I have the following csv file:
Column1;Column2;Column3;Column4
A;B;6;6200
B;D;5;5000
E;F;6;5100
F;F;6;6200
Now I want to check, if column4 always begins with a '6', if column3 has an entry 6. In case, where this does not match I want to print a message. Same holds for the case vice versa: In case column4 does not begin with a '6', but column3 has an entry 6. Both columns are string.
I tried:
if ((df[df["Column3"] == "6"] and df['Column4'].str[0:1] <> "6") or (df[df["Column3"] <> "6"] and df['Column4'].str[0:1] == "6")):
print("Error")
But doesn't work. What did I miss?
CodePudding user response:
You can use two boolean masks and check their identity:
out = df[df['Column3'].eq('6') == df['Column4'].str.startswith('6')]
NB. assuming you have strings. If not, add `.astype(str) right after slicing.

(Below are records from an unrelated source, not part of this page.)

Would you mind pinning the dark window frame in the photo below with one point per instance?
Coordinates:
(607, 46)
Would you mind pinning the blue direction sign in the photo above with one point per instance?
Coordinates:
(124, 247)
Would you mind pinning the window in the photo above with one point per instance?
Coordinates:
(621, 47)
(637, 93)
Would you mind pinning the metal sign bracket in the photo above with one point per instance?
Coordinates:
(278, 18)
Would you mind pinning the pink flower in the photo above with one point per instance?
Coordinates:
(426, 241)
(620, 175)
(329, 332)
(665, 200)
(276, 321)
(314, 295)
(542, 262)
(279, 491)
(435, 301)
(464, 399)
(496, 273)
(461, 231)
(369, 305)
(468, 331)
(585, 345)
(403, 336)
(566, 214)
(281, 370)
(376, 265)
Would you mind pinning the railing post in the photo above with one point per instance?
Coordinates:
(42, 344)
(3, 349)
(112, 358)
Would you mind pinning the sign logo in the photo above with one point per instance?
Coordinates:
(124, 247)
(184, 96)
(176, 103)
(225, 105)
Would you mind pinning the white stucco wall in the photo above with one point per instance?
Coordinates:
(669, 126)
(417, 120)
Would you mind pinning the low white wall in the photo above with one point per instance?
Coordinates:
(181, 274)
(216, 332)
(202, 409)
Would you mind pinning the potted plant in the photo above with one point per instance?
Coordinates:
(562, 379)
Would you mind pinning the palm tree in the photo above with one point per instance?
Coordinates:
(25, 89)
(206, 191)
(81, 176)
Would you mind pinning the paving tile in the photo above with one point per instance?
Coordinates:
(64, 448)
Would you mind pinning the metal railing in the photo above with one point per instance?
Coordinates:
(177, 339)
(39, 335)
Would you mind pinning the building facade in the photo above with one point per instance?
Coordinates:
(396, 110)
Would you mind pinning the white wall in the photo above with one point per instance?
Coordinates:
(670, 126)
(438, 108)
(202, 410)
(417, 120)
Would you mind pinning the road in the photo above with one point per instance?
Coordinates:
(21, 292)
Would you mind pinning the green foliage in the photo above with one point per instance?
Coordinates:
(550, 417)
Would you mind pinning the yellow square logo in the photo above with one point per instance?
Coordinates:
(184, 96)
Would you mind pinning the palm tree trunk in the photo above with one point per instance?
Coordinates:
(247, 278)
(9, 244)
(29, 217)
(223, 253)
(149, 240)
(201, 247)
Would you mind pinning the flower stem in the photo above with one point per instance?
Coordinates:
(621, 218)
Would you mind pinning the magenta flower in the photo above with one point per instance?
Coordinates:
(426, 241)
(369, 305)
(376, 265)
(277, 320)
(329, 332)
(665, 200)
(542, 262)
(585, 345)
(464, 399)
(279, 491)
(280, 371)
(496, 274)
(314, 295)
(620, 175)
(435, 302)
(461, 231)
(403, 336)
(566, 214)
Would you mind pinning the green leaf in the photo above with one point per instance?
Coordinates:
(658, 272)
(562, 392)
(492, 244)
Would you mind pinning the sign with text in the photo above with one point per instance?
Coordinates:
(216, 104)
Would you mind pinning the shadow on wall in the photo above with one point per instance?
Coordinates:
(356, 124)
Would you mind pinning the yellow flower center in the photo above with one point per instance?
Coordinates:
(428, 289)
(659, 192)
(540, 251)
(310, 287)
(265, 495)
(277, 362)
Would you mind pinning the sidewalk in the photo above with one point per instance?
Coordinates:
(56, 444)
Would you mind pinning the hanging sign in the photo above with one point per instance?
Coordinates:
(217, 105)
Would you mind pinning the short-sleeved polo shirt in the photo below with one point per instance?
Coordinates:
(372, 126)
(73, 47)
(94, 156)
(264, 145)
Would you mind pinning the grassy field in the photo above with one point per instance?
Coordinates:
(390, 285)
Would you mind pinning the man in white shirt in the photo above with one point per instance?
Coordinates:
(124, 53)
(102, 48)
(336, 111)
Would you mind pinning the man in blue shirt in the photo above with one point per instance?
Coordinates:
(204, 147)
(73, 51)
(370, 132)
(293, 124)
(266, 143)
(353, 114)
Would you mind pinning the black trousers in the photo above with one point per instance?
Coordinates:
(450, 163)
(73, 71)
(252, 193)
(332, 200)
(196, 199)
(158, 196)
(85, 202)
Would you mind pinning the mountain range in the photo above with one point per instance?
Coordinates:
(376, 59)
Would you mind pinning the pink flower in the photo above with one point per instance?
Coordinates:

out = df[df['Column3'].astype(str).eq('6') == df['Column4'].astype(str).str.startswith('6')]
Output:
0 A B 6 6200
1 B D 5 5000
3 F F 6 6200
printing a message:
m = df['Column3'].eq('6') != df['Column4'].str.startswith('6')
if m.any():
print(f'Error: row(s) {",".join(m[m].index.astype(str))} are invalid')
Output:
Error: row(s) 2 are invalid
CodePudding user response:
Try this:
import pandas as pd
df = pd.DataFrame({'Column1':['A','B','E','F'],'Column2':['B','D','F','F'], 'Column3':['6','5','6','6'], 'Column4':['6200','5000','5100','6200']})
df.loc[(df['Column3'].str.slice(stop=1)!=df['Column4'].str.slice(stop=1))] #Select rows where first char is not the same in column3 vs 4
# Column1 Column2 Column3 Column4
# E F 6 5100
CodePudding user response:
import pandas as pd
df = pd.read_clipboard(sep=';').astype(str) # Your frame here
out = df.loc[df["Column3"] == "6", "Column4"].str[0].eq("6").all()
# out is True if all values in column 4 start with 6 when the corresponding cell in column 3 is "6", False otherwise.
# Example usage:
if not out:
print("Caution!")